Requirements for a valid private key: 1. Must be a positive integer 2. Must be less than n (the curve order): n = FFFFFFFFFFFFFFFFFFFFFFFFFFFFFFFEBAAEDCE6AF48A03BBFD25E8CD0364141 3. Must be generated using a CSPRNG (Cryptographically Secure Pseudo-Random Number Generator) The probability of randomly guessing a specific key: 1 in 2^256 ≈ 1 in 10^77 (more than atoms in the observable universe)

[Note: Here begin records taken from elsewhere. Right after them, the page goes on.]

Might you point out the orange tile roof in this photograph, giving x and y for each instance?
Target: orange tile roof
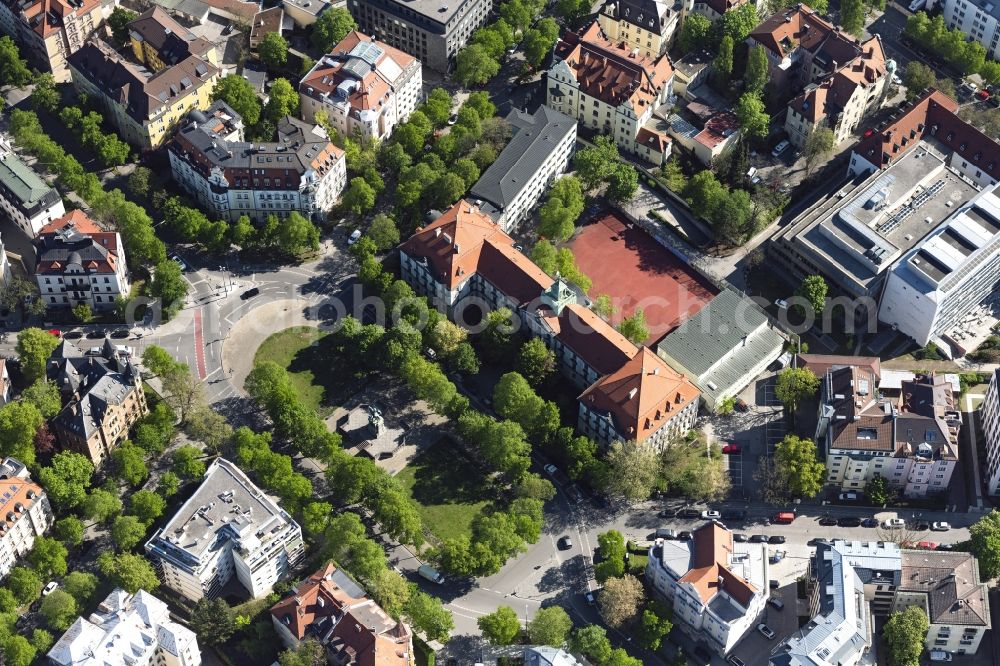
(613, 73)
(709, 574)
(642, 395)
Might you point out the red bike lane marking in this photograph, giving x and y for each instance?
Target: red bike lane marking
(199, 345)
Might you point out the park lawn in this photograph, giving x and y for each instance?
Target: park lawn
(288, 348)
(448, 489)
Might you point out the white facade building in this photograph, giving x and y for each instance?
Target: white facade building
(24, 512)
(25, 198)
(229, 527)
(977, 19)
(941, 280)
(127, 630)
(365, 87)
(537, 153)
(718, 587)
(302, 171)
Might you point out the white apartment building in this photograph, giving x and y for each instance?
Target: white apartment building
(24, 512)
(538, 152)
(717, 587)
(978, 20)
(127, 630)
(935, 286)
(78, 263)
(612, 89)
(365, 87)
(229, 527)
(989, 414)
(302, 171)
(26, 199)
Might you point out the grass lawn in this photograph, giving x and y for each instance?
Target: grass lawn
(294, 350)
(449, 490)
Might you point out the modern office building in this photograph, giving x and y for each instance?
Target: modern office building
(466, 263)
(609, 88)
(539, 150)
(302, 171)
(227, 528)
(25, 513)
(723, 347)
(979, 20)
(50, 30)
(146, 100)
(433, 32)
(717, 587)
(25, 198)
(76, 263)
(127, 630)
(934, 286)
(365, 87)
(647, 25)
(331, 608)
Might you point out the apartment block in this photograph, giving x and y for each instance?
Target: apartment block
(78, 263)
(25, 513)
(538, 152)
(364, 87)
(718, 587)
(613, 89)
(127, 630)
(27, 200)
(102, 397)
(433, 32)
(302, 171)
(228, 528)
(50, 30)
(466, 263)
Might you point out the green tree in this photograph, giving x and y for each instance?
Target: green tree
(696, 33)
(66, 479)
(129, 572)
(752, 117)
(59, 610)
(475, 66)
(799, 465)
(34, 346)
(722, 66)
(550, 626)
(904, 635)
(634, 327)
(985, 544)
(238, 93)
(331, 27)
(794, 385)
(501, 627)
(273, 50)
(612, 564)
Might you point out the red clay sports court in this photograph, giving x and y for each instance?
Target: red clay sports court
(634, 270)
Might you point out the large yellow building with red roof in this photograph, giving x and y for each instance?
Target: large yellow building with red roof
(467, 266)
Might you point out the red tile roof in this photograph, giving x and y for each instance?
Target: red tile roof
(642, 395)
(934, 114)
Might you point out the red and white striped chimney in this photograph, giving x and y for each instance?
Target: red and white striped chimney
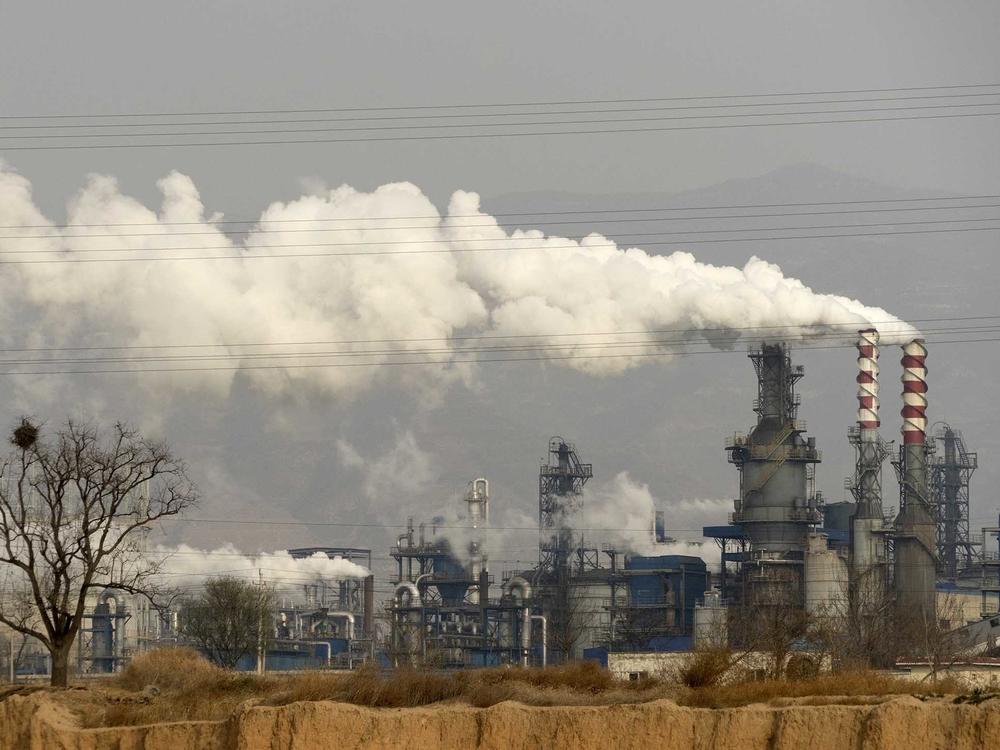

Steps to create WIF from raw private key: 1. Start with raw 32-byte key 2. Prepend 0x80 (mainnet version byte) 3. Append 0x01 (if compressed public key will be used) 4. Hash twice with SHA-256, take first 4 bytes as checksum 5. Append checksum 6. Encode result in Base58 Example: Raw: E9873D79C6D87DC0FB6A5778633389F4453213303DA61F20BD67FC233AA33262 WIF: L5oLkpV3aqBjhki6LmvChTCV6odsp4SXM6FfU2Jvxy5sopo5K9WS

Public Key = Private Key × G Where G is the generator point (a fixed point on the secp256k1 curve). Easy: private_key × G → public_key (milliseconds) Hard: public_key ÷ G → private_key (computationally infeasible) This asymmetry is what makes the entire system secure. It is known as the Elliptic Curve Discrete Logarithm Problem (ECDLP).